Is `ln(x) +ln(x)` the same thing as `ln(x^2)` or `2ln(x)`????

Answer 1

Both!

`ln(x) + ln(x) = ln(x^2) = 2ln(x)`

Explanation:

Sum of logarithms with same base is equivalent to the logarithm of the product.

So: `ln(x) + ln(x) = ln(x^2)`

It also turns out that:

`ln(x^2) = 2ln(x)`

So technically:

`ln(x) + ln(x) = ln(x^2) = 2ln(x)`

You can also just treat the `ln(x)` like it's a variable and sum them.

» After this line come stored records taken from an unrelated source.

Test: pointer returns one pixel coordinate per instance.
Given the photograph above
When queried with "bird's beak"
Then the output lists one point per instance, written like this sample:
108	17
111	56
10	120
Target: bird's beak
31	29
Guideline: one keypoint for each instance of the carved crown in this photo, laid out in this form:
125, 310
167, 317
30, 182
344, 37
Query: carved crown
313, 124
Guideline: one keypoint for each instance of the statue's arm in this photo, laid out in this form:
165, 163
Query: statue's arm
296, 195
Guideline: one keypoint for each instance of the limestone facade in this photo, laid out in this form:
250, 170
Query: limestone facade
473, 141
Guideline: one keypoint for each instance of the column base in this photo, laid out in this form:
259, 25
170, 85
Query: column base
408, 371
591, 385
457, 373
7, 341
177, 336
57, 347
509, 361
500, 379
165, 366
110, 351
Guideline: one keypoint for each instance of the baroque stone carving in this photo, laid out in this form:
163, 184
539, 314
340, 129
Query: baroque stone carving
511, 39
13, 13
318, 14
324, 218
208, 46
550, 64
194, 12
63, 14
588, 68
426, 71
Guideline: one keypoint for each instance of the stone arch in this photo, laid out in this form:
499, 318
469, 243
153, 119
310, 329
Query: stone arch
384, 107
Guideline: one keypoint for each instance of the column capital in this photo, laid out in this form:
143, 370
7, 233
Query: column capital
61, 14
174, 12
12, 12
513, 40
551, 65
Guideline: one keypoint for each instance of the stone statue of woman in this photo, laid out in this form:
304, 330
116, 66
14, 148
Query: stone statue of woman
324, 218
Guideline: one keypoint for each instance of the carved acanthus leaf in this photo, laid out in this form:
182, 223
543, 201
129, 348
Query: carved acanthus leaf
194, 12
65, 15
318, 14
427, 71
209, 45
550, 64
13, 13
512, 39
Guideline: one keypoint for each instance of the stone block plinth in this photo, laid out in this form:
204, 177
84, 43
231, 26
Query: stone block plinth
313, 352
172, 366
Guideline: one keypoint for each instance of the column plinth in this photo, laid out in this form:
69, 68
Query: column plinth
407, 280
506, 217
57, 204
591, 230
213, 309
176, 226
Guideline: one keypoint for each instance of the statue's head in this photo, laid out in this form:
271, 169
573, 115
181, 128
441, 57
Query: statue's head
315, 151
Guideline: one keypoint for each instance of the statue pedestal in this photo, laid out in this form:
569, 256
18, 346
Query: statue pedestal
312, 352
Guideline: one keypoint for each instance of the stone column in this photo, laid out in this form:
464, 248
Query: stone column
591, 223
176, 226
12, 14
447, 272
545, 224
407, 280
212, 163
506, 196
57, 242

If you have `ln(x) + ln(x)`, then you have `2ln(x)`.

Answer 2

It depends, a little...

Explanation:

From basic properties of arithmetic, it is always true that:

`ln(x)+ln(x) = 2ln(x)`

Is it always true that `2ln(x) = ln(x^2)` ?

For the real logarithm with `x > 0` the answer is yes, but the same is not true if the definition of logarithms is extended to negative and complex numbers.

Note that any non-zero complex number `z` can be represented as:

`z = r(cos theta + i sin theta) = re^(itheta)`

for some real number `r > 0` and `theta in (-pi, pi]`

The suitable value of `theta in (-pi, pi]` is `Arg(z)`

Then:

`ln(z) = ln(re^(itheta))`

`color(white)(ln(z)) = ln(r) + ln(e^(itheta))`

`color(white)(ln(z)) = ln(r) + itheta`

`color(white)(ln(z)) = ln abs(z) + i Arg(z)`

In particular if `z < 0` is a negative real number then:

`ln(z) = ln(-z)+pi i`

So, for example:

`2ln(-3) = 2(ln(3)+pi i) = 2ln(3)+2pi i != 2ln(3) = ln(9) = ln((-3)^2)`

So the property `ln(z^2) = 2ln(z)` fails for negative numbers.

More generally, it fails for any complex number `z` with `Arg(z) in (pi/2, pi]` or `Arg(z) in [-pi/2, -pi)`.